“So teach us to number our days that we may get a heart of wisdom.” – Psalm 90:12
A couple of weeks ago, a funny thing happened. I logged onto social media one morning to find many of my friends, family, and even celebrities, had all aged decades. My feeds were filled with familiar faces with greyer hair and pronounced wrinkles. And no doubt you recognized this strange phenomenon as well—maybe you even put 30 years onto your own portraits!
The viral craze of the old-age filter on FaceApp brings up some interesting questions: questions about perceived self-image, insecurity, and even concerns about privacy. Nonetheless, there are some interesting issues that the popular trend has brought to the surface about ourselves.
From age to age
In a culture preoccupied with youth, we’re strongly interested in getting old.

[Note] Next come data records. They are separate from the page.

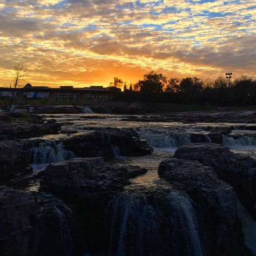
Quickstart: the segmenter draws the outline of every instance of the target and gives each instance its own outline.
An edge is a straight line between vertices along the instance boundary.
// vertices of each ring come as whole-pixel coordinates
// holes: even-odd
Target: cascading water
[[[64,149],[62,143],[56,143],[53,139],[26,142],[23,145],[23,150],[28,152],[30,156],[32,167],[35,169],[39,168],[38,170],[43,169],[46,164],[76,157],[73,152]]]
[[[83,109],[83,112],[85,113],[87,113],[87,114],[93,114],[93,113],[94,113],[94,112],[90,107],[82,107],[82,109]]]
[[[176,148],[182,145],[191,143],[190,136],[186,133],[159,132],[152,131],[140,131],[138,134],[142,139],[145,139],[149,145],[154,148]]]
[[[256,138],[247,135],[241,136],[235,138],[226,135],[223,135],[223,145],[227,146],[255,146]]]
[[[240,202],[237,205],[237,213],[242,221],[245,243],[252,254],[256,256],[256,221]]]
[[[57,217],[57,223],[59,227],[59,247],[63,256],[70,256],[73,255],[72,248],[72,238],[70,232],[70,225],[72,218],[72,213],[71,210],[66,206],[64,211],[62,211],[57,206],[53,207],[53,211]],[[64,213],[66,213],[66,215]]]
[[[121,156],[121,152],[120,152],[120,149],[118,146],[112,145],[111,146],[112,150],[114,153],[114,156],[115,157],[119,157]]]
[[[110,203],[110,255],[204,255],[190,198],[178,191],[161,194],[126,191]]]

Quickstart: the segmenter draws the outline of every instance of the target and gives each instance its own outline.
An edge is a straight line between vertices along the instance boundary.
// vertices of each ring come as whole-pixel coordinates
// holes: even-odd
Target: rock
[[[19,114],[26,114],[29,111],[26,109],[11,109],[11,112],[13,113],[18,113]]]
[[[124,114],[142,114],[152,112],[150,107],[142,103],[134,103],[120,110],[120,113]]]
[[[223,141],[223,134],[220,132],[210,132],[209,138],[213,143],[221,144]]]
[[[109,197],[129,179],[146,171],[137,166],[107,164],[103,158],[74,158],[48,165],[41,187],[66,199],[83,200],[103,194]]]
[[[11,122],[11,119],[10,118],[10,117],[8,116],[7,114],[0,114],[0,122]]]
[[[20,145],[12,140],[0,142],[0,177],[2,179],[13,177],[19,173],[27,173],[28,155],[22,151]]]
[[[106,129],[64,139],[65,148],[80,157],[103,157],[110,159],[114,156],[113,147],[118,147],[122,156],[150,154],[153,149],[140,140],[134,130]]]
[[[65,134],[71,134],[77,133],[77,131],[73,131],[73,130],[63,130],[60,132],[60,133],[63,133]]]
[[[80,114],[84,113],[83,107],[78,106],[35,106],[31,108],[33,114]]]
[[[221,145],[202,143],[181,146],[174,157],[197,160],[212,166],[219,178],[230,184],[243,205],[256,218],[256,161],[234,154]]]
[[[47,133],[43,125],[28,122],[18,121],[0,124],[0,139],[24,138]]]
[[[73,256],[72,212],[51,195],[0,187],[0,254]]]
[[[192,143],[200,143],[202,142],[208,142],[209,138],[206,134],[200,133],[191,133],[190,139]]]
[[[173,158],[162,161],[158,173],[170,183],[172,189],[185,191],[197,204],[206,255],[250,255],[237,215],[237,195],[232,187],[218,179],[212,167],[197,161]]]

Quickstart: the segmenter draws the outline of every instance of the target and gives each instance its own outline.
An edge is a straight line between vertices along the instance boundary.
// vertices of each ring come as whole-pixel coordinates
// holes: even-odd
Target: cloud
[[[2,0],[0,78],[17,63],[52,86],[107,85],[151,70],[255,76],[255,18],[250,0]]]

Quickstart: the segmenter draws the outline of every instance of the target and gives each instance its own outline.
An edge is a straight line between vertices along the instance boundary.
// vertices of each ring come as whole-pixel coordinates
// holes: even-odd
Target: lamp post
[[[232,77],[232,73],[226,73],[226,78],[228,79],[228,87],[230,87],[230,78]]]

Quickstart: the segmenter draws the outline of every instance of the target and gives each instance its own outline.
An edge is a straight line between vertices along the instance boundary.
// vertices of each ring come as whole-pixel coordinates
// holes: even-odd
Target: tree
[[[25,68],[23,65],[17,65],[14,66],[14,70],[15,72],[14,80],[12,83],[10,84],[10,87],[16,89],[21,87],[23,83],[25,82],[26,78],[29,76],[29,70]],[[11,107],[17,97],[17,92],[15,91],[11,91],[11,102],[9,107],[9,111],[11,110]]]
[[[180,91],[183,92],[188,101],[194,104],[198,93],[203,90],[203,80],[198,77],[183,78],[180,84]]]
[[[165,91],[167,92],[179,92],[180,90],[179,78],[171,78],[168,81],[168,84],[165,88]]]
[[[144,79],[138,82],[138,86],[142,92],[162,92],[166,83],[166,77],[151,71],[144,75]]]
[[[114,77],[114,81],[109,83],[109,86],[111,87],[116,87],[117,88],[122,88],[124,84],[124,81],[118,77]]]
[[[214,81],[214,88],[226,88],[227,87],[227,80],[223,77],[218,77]]]

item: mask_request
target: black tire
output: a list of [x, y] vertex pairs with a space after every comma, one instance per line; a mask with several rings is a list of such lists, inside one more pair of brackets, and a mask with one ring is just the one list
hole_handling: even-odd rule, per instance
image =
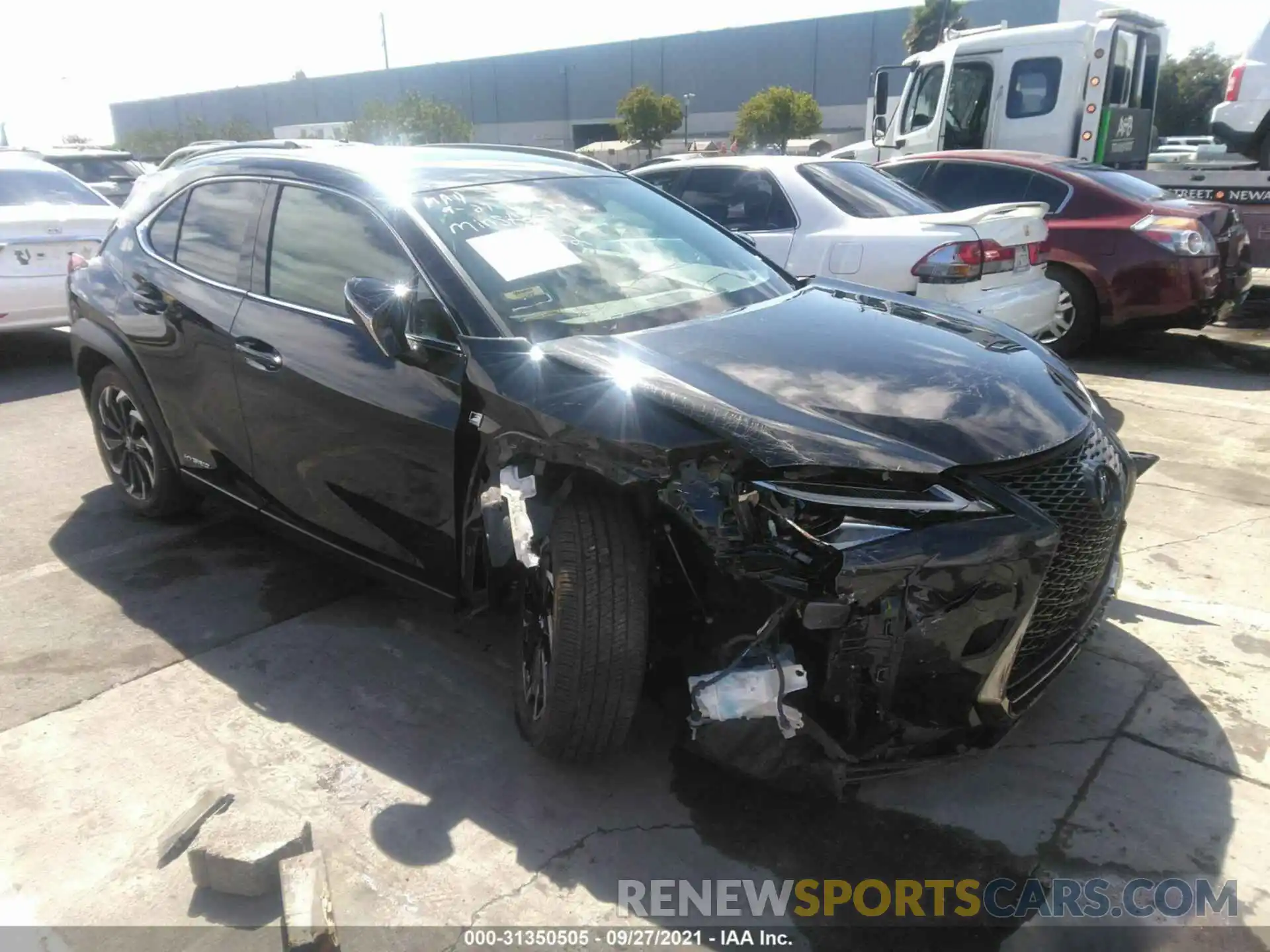
[[114, 367], [93, 378], [88, 411], [97, 452], [124, 505], [156, 519], [177, 515], [197, 498], [182, 484], [135, 391]]
[[644, 534], [618, 499], [575, 490], [556, 509], [540, 559], [526, 583], [516, 722], [552, 759], [597, 759], [626, 740], [644, 684]]
[[1048, 333], [1043, 333], [1038, 339], [1059, 357], [1074, 357], [1097, 336], [1097, 294], [1093, 293], [1093, 287], [1085, 279], [1085, 275], [1071, 268], [1049, 265], [1046, 277], [1058, 282], [1062, 288], [1059, 308], [1069, 305], [1071, 324], [1060, 331], [1059, 324], [1055, 321], [1055, 326]]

There’s something strangely fascinating about seeing our friends, family members, colleagues, coworkers, and even ourselves, all of a sudden have the appearance of age. We live in a time where physical beauty is seemingly synonymous with youth. We long for decades passed; we chase smoother skin, youthful physical features, and perceived vitality, all concepts placed on a pedestal by our culture.
Alphaville’s hit song Forever Young may be more than 30 years old, but its chorus of “Forever young, I want to be forever young” is, dare I say, a timeless mantra—repeated, for example, in Guards’ 2013 song Silver Lining: “I wanna live forever, I don’t care”.
In light of this, the inevitability of aging will always be a clear and present reality. Maybe this is why nostalgia creeps into the popular culture more and more. The notoriety of 90s vintage, the 80s setting of Stranger Things, watching reruns of Saturday morning cartoons long cancelled. Even Disney continues to make live-action versions of the animated features I remember watching in theatres as a kid thus playing on my own childhood angst. All of this is catering to our sense of sentimentality towards the past.